Poems, Places and People - Gwen Grant

Last week, I gave out prizes in a local Poetry competition run by a creative writing group I’ve been associated with for more years than I care to remember. I was really interested in the post on Balaclava a little while back about some creative writing groups not being very friendly but, thankfully, this group is and when I was unable to judge a couple of recent competitions, I had no hesitation in suggesting other poets, knowing they would be made very welcome.

The members have always had great enthusiasm for their writing and take it seriously but that doesn’t mean they can’t absorb those who write for their own pleasure, because they can and do, so any visitor gets a really unique view of a tiny part of the writing life of a small community. I find this totally interesting.

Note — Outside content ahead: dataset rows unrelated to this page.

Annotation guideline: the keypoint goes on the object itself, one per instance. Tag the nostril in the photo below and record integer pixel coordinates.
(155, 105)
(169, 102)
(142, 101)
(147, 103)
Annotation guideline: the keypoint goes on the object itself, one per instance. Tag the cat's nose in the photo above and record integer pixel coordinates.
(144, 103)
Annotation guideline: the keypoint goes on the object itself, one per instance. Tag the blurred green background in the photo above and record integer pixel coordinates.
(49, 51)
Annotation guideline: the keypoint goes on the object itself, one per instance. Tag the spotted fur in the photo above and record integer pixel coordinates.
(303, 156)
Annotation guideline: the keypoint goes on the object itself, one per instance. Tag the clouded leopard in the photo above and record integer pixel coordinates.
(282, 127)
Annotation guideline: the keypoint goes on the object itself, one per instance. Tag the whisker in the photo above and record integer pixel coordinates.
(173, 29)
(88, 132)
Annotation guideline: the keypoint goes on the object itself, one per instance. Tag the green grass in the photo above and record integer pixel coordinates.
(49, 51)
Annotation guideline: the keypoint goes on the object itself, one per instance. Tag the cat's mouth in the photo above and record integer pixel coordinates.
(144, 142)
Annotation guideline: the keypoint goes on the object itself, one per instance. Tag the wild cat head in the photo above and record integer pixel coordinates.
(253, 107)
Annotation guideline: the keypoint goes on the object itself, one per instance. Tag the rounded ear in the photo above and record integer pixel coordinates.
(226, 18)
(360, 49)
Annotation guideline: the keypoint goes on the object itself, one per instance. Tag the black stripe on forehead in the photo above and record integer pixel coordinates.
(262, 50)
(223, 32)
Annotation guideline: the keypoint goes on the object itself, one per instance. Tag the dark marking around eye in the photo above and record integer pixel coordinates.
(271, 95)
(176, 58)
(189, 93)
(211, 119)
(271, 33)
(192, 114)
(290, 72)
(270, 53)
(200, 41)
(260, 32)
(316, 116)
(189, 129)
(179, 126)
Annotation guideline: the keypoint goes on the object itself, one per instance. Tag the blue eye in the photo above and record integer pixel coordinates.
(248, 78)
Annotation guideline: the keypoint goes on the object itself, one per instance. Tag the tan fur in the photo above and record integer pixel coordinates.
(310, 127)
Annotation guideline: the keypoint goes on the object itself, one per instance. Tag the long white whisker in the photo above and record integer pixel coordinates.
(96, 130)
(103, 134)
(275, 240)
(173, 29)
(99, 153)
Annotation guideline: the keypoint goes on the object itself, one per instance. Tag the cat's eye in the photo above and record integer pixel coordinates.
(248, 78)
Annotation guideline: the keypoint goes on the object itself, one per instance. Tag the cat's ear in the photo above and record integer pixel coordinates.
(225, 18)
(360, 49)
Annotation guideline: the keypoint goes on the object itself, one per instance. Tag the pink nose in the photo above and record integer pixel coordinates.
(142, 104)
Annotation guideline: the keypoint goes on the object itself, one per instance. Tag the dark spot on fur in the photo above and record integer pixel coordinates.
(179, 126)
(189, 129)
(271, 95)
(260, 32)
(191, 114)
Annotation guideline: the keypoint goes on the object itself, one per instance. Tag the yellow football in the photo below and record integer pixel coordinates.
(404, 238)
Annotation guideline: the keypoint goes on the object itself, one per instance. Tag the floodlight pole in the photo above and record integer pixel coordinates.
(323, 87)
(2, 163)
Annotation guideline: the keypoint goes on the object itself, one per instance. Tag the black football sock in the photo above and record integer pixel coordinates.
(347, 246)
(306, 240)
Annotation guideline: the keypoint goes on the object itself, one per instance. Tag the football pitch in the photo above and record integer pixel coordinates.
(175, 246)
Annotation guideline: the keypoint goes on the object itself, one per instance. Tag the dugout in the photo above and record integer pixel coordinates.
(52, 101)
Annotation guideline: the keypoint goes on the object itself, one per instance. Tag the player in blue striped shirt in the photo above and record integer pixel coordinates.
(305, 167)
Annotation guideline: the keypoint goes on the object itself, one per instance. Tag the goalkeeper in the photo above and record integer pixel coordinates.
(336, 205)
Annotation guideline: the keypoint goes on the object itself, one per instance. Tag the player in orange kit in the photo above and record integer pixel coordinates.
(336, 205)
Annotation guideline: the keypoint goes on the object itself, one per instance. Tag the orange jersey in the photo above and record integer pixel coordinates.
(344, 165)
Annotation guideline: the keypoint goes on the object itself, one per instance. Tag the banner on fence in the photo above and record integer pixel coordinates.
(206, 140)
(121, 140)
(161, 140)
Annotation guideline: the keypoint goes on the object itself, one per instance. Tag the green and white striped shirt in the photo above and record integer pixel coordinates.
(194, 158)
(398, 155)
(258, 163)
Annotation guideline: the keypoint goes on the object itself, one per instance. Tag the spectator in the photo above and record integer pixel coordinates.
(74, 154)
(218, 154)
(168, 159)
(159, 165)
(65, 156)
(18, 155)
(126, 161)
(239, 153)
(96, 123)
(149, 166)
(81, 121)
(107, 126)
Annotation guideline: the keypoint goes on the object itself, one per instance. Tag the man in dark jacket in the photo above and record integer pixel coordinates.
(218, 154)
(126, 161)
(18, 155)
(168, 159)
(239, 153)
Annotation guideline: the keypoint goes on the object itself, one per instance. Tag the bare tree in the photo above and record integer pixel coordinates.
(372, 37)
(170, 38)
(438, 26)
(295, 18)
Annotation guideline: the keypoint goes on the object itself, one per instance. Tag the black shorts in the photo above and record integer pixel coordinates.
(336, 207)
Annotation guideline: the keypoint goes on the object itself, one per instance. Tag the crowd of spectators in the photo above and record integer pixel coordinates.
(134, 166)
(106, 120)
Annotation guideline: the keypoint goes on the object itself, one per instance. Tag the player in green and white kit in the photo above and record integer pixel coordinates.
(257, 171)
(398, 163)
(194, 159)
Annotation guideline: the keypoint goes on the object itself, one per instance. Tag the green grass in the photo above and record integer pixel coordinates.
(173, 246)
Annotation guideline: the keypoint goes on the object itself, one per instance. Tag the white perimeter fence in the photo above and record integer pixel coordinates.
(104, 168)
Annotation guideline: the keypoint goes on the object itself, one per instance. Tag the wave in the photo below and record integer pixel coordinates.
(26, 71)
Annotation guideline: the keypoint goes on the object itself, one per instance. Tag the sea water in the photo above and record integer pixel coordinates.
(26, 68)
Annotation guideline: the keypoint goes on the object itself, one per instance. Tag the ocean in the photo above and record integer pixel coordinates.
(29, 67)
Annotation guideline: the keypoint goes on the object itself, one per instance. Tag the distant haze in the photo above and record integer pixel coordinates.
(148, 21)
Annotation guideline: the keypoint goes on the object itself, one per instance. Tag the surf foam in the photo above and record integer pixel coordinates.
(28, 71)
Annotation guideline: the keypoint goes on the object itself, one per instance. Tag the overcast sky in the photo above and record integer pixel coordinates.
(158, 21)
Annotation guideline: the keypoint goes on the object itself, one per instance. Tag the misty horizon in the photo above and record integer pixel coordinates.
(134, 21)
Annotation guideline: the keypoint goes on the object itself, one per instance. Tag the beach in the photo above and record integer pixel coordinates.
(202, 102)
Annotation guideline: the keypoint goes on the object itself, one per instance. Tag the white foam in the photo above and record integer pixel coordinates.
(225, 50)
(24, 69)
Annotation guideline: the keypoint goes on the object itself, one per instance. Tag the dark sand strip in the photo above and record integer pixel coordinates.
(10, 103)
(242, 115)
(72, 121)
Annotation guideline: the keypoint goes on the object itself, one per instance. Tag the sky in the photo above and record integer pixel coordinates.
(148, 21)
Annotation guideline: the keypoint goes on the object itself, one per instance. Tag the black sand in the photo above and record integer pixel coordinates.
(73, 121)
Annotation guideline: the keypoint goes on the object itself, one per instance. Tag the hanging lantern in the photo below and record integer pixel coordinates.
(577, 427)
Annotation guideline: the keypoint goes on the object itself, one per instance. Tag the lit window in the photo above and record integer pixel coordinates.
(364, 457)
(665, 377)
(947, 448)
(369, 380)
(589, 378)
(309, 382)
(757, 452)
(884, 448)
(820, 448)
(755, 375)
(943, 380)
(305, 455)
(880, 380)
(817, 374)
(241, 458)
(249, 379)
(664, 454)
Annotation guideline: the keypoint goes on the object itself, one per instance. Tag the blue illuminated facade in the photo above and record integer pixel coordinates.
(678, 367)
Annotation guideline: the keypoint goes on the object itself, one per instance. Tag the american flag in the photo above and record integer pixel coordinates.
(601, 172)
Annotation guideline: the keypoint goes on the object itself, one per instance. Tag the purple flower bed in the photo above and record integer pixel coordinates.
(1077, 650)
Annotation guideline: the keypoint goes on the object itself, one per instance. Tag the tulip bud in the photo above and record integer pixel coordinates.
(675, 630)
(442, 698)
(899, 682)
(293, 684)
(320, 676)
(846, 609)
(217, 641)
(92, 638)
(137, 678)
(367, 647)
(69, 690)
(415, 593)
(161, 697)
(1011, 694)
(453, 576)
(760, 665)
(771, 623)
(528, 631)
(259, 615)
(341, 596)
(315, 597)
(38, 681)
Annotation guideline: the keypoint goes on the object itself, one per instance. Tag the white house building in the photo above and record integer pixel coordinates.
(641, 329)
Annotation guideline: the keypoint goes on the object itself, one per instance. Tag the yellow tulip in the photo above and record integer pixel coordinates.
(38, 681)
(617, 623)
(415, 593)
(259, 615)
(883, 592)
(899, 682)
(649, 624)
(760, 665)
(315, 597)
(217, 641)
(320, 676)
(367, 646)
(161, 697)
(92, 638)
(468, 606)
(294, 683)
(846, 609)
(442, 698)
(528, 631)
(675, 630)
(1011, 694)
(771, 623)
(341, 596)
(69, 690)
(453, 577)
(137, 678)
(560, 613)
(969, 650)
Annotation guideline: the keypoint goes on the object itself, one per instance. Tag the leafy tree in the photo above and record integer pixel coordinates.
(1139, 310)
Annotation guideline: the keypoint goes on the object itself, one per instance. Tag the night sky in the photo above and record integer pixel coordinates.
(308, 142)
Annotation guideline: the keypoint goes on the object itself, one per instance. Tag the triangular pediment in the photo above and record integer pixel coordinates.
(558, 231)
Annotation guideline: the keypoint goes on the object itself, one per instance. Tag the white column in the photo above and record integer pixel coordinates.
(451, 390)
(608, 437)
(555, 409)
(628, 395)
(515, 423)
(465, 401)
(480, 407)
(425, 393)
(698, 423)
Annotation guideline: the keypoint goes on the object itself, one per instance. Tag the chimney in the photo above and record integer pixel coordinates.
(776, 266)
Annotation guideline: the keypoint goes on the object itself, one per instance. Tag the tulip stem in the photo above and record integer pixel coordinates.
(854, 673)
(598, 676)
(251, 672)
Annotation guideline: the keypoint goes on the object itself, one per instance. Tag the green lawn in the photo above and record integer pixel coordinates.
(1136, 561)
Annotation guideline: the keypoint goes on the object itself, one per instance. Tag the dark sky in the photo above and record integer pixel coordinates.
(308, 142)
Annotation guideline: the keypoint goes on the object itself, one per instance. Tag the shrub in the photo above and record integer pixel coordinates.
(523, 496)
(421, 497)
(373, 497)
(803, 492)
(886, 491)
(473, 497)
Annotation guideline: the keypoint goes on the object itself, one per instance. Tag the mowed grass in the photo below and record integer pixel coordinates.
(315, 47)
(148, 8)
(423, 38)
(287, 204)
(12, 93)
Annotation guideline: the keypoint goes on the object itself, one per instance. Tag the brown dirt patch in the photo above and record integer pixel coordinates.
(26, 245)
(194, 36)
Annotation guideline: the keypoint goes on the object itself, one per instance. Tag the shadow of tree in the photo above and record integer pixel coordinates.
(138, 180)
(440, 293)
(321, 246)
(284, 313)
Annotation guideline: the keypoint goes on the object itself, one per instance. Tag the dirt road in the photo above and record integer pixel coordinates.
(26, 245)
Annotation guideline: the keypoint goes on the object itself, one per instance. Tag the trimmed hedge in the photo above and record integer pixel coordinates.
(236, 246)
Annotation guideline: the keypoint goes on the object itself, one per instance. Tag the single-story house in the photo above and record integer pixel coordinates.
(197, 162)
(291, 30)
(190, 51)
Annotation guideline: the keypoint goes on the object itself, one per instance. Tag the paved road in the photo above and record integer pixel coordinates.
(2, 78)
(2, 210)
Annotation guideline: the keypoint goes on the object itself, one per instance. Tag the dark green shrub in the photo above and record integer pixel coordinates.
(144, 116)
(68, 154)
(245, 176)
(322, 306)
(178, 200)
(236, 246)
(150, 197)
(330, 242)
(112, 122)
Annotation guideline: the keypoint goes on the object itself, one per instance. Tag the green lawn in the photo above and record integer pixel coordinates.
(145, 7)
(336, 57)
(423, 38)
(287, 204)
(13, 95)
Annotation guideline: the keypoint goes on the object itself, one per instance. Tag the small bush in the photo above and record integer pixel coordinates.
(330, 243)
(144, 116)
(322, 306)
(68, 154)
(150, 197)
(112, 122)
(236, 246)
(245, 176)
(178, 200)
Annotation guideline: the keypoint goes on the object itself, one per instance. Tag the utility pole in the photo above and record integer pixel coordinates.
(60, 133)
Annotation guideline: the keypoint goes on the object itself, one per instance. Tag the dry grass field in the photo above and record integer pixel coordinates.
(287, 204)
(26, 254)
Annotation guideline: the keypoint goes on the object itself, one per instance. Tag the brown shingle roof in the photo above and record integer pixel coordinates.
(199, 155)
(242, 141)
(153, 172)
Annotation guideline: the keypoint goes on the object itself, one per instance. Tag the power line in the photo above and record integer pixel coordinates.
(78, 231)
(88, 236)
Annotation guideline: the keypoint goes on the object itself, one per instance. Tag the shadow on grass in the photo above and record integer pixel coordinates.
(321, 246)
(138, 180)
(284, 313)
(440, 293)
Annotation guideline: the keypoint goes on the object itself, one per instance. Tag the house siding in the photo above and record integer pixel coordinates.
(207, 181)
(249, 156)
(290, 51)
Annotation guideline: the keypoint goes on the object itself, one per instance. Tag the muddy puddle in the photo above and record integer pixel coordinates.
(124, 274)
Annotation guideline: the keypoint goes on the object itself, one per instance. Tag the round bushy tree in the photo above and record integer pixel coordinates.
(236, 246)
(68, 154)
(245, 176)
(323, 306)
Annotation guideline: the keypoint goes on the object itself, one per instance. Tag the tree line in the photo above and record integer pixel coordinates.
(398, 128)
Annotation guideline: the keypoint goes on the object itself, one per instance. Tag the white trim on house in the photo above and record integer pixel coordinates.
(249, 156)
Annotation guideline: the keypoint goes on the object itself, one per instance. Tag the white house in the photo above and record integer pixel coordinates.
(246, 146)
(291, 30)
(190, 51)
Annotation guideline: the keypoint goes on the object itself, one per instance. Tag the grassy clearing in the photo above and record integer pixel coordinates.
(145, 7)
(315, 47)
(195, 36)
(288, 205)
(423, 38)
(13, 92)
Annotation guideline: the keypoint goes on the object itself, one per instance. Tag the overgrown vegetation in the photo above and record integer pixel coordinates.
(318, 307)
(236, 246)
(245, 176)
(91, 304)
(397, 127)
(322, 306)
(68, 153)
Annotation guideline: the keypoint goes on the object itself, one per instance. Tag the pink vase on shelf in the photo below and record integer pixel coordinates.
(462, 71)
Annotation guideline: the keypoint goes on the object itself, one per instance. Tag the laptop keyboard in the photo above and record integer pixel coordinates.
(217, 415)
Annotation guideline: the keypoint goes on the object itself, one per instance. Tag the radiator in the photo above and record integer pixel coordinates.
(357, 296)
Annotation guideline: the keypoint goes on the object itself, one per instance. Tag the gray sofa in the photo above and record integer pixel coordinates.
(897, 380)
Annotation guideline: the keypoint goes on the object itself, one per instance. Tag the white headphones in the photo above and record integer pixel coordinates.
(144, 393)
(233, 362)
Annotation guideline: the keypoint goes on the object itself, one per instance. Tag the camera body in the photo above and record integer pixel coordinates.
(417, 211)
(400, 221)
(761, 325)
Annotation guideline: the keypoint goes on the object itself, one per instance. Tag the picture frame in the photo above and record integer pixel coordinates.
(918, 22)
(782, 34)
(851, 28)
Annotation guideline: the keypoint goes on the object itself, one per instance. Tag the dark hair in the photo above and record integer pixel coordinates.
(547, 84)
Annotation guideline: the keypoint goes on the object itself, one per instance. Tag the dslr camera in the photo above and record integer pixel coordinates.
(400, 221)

The group itself was started over 40 years ago by a friend of mine, who, because of her isolation as a writer, was inspired to put a small advert in the local paper and book a room at the library. My heart almost stopped when I saw that advert, I was so excited. I went to the first meeting and got there early. There were only three of us in the group for months and months but it was just so brilliant to be able to discuss writers, writing and what you were working on. I would tremble when it came to reading aloud from my current work, so anxious was I to hear what they thought.

I think, in some way, the Balaclava group and Electric Authors serve the same purpose as my two writer friends did all that time ago. It lessens the sense of isolation that can so easily be a part of a writer’s life and the advice given and received is invaluable. I often think how thrilled those three fledgling writers would have been to have had access to the Internet.

Because of it, lovely things happen to writers, as well as the less lovely. In 1995, I wrote a poem called THE GRACE OF LOVE, and it was published in a couple of magazines. A few weeks ago, I had an e-mail asking if I was the writer of this poem because it had my name on it. But, it wasn’t quite as simple as that, for the writer’s mother had the same name as mine and had kept and loved the poem for years. Her son knew she hadn’t written it, thus the enquiry. He told me his mother had died and had asked for this poem to be read at her funeral and I was really touched by this. The family lived in America so my poem had travelled from this country to that.

I’m just about to put another book on Kindle – FOX FIRE – which I wrote years ago and which I’ve up-dated. (Does anyone else do this?) It’s about the different attitudes to foxes from a boy who keeps hens and a girl who sees them as beautiful wild animals and how the two children clash because of this. The fox we know best has a lame leg but I’m hoping that the first snow will see firm paw imprints and not the dot dash and carry ones we saw last year.

Good publishing.

Gwen.

Comments

Linda Newbery said…
Happy e-publishing, Gwen - and yes, one of the lovely things about writing is that our work can reach people in unexpected ways, and at long range.